Conclude with asking yourself, “Have you experienced any flashbacks, or indulged in avoidant behavior as a result of the trauma?” Flashbacks are visceral reactions, which involve far more than a simple recall switch. Instead, flashbacks may involve all of your senses and may sincerely feel as though you have been transported back in time. Avoiding the place where the trauma occurred or anything related to the trauma could also indicate the presence of Post Traumatic Stress Disorder.
If your response to each of the questions above is a resounding “yes,” it would be wise to schedule a visit with your doctor. If you answered “yes” to some but not all of them, it might still be prudent to speak to a mental health professional to have your mental health checked out. If you did not respond “yes” to any of the questions above, it would not seem that PTSD is at play, but there may be another mental health condition at work.

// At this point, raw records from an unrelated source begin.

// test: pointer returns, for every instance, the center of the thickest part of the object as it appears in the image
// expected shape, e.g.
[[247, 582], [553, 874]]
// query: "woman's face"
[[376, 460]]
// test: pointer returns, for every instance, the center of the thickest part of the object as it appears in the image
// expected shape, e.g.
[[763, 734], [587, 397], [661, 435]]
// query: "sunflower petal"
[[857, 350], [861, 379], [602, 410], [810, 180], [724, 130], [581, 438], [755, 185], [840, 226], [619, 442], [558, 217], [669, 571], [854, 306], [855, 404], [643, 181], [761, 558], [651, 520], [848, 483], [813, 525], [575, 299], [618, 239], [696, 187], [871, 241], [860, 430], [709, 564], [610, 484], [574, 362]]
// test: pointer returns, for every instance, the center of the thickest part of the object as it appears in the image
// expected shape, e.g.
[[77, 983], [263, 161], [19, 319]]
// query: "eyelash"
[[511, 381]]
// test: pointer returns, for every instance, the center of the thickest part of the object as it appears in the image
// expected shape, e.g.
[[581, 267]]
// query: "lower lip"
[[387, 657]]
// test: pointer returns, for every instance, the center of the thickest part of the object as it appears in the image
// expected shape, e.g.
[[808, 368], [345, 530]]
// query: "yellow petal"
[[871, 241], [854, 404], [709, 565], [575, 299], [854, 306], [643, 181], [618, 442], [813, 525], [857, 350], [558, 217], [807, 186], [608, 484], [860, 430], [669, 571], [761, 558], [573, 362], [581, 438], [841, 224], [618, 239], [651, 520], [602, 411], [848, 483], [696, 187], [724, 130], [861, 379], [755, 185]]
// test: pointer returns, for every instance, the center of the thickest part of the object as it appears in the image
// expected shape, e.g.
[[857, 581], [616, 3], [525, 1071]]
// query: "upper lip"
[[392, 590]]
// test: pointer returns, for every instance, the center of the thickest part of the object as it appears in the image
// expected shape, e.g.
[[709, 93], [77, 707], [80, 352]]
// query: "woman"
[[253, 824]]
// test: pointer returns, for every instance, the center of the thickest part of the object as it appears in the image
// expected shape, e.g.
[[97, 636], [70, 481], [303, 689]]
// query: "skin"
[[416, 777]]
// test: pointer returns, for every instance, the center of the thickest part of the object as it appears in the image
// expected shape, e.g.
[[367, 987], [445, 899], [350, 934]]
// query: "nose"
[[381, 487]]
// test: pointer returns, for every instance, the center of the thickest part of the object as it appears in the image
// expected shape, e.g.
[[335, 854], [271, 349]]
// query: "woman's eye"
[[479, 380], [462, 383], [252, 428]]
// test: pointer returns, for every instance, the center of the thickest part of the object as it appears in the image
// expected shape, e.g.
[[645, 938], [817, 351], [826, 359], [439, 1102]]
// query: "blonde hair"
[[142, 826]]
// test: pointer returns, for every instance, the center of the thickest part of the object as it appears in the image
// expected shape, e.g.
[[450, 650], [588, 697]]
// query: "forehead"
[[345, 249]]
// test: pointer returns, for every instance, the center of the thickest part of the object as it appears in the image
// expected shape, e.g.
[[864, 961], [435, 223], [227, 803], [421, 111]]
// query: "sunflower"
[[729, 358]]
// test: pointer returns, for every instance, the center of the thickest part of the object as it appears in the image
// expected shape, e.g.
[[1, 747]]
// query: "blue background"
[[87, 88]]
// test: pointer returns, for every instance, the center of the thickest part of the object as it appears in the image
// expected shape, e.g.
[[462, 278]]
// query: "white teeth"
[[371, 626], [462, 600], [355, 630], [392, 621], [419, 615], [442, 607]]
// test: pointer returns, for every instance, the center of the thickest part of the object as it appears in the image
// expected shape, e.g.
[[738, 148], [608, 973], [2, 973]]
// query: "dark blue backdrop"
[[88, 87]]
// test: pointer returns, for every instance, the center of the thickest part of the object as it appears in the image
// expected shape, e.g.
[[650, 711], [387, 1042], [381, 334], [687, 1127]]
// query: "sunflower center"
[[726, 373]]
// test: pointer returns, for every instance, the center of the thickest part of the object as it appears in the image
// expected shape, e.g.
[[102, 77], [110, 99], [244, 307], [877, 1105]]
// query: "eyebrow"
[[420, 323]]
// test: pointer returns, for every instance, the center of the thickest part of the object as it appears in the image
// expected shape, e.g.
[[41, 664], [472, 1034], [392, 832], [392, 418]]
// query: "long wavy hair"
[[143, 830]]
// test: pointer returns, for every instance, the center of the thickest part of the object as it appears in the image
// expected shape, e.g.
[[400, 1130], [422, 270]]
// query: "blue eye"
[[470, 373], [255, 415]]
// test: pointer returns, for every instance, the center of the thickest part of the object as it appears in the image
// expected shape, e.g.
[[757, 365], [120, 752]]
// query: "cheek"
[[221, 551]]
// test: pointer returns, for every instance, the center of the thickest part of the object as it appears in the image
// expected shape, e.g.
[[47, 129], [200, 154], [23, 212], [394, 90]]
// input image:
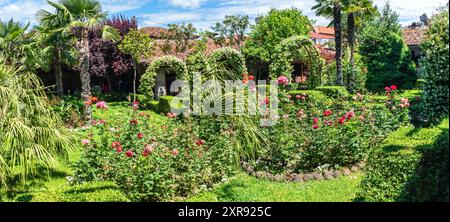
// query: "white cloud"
[[186, 3], [25, 10]]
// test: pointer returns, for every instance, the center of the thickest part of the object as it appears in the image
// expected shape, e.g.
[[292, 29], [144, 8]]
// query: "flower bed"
[[155, 162], [314, 135]]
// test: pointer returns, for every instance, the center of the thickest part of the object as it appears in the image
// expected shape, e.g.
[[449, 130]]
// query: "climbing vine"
[[297, 48], [229, 59], [148, 80]]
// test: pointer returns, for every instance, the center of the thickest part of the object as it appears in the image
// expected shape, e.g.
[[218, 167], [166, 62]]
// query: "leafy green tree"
[[436, 62], [30, 133], [273, 28], [181, 37], [358, 12], [233, 28], [385, 54], [59, 42], [333, 9], [140, 46], [19, 47], [84, 16]]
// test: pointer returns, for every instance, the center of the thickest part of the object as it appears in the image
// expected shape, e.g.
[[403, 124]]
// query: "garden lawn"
[[245, 188]]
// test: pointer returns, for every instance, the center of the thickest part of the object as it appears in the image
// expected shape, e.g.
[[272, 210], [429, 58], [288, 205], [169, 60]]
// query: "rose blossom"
[[101, 105], [283, 80], [129, 153], [85, 142]]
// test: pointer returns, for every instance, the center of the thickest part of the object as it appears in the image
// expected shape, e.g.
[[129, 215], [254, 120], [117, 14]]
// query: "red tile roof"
[[414, 37]]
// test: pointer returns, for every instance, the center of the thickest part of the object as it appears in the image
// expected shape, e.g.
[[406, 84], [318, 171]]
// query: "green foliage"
[[164, 105], [336, 92], [386, 55], [356, 84], [297, 144], [411, 165], [272, 29], [176, 164], [313, 96], [249, 189], [30, 133], [231, 61], [88, 192], [436, 62], [137, 44], [182, 36], [232, 26], [71, 110], [18, 47], [148, 79], [294, 49]]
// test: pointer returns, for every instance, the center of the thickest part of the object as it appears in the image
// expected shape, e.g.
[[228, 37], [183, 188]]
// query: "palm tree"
[[333, 9], [59, 43], [81, 17], [30, 133], [18, 47], [357, 12]]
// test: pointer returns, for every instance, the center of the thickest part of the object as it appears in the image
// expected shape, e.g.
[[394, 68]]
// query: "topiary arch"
[[230, 59], [159, 68], [297, 48]]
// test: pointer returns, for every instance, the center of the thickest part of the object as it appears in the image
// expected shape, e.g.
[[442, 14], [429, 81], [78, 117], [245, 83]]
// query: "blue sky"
[[204, 13]]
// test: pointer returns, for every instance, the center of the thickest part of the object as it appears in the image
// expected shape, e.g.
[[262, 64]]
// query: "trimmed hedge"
[[337, 92], [411, 165], [89, 192]]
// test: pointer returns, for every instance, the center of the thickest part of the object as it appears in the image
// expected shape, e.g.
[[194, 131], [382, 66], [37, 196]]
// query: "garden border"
[[303, 177]]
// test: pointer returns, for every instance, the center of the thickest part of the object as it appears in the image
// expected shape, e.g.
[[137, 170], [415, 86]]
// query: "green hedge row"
[[336, 92], [89, 192], [411, 165]]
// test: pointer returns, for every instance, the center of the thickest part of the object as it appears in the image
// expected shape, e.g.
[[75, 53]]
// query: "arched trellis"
[[297, 48], [160, 66], [230, 59]]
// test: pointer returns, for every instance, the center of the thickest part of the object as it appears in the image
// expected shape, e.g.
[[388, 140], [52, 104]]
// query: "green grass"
[[245, 188]]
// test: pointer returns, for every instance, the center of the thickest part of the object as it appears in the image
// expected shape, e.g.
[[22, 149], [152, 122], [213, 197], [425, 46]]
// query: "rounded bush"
[[229, 59], [148, 80]]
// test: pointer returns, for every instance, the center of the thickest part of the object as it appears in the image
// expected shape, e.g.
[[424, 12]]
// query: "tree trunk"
[[351, 42], [338, 41], [85, 76], [58, 72]]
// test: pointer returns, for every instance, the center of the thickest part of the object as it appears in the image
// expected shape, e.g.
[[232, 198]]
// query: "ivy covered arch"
[[297, 48], [154, 81], [230, 59]]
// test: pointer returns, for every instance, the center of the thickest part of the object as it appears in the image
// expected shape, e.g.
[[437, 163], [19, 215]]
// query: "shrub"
[[149, 78], [315, 131], [436, 62], [411, 165], [230, 60], [158, 163], [313, 96], [89, 192], [387, 58], [336, 92]]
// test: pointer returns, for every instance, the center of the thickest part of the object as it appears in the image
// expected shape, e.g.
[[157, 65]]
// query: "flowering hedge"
[[149, 78], [411, 165], [294, 49], [156, 163], [315, 134], [229, 59], [436, 63]]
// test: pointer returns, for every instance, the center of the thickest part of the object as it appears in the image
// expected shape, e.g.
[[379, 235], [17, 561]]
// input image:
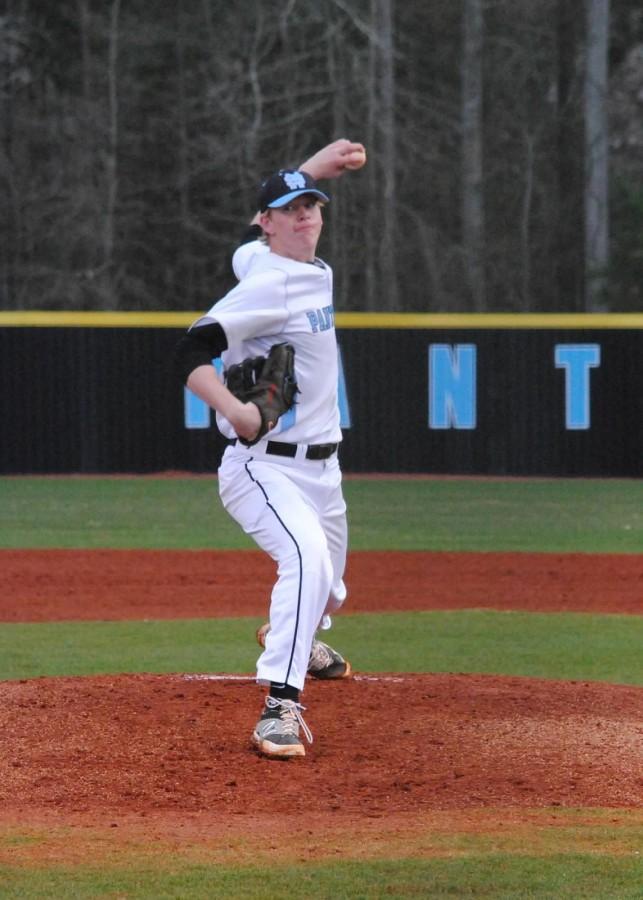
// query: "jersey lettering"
[[321, 319]]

Health care for PTSD can involve a few different forms of therapy. In some cases, medication is needed to help ease the symptoms of PTSD. More commonly, therapy is used. Trauma therapies such as EMDR may be used to work through Post Traumatic Stress symptoms, in addition to standard talk therapy. Some people find that additional assistance is needed, and may request lifestyle intervention assistance, and may even benefit from the help of a service animal, who can turn lights on and off, check rooms to make sure they’re empty, and provide a source of comfort and constancy, should a PTSD attack come on. Not each of these modalities will be available to everyone, but they are a standard baseline to work from. If you feel that you match the criteria set forth for PTSD, do not hesitate to reach out to a mental health professional to seek professional evaluation, diagnosis, and treatment. This can be done through your insurance company, local therapy directories, or even online, through companies such as BetterHelp. Whichever route you take, PTSD is a disorder borne of trauma; consequently, seeking treatment is a vital step forward in healing, improving your quality of life, and learning to cope with trauma.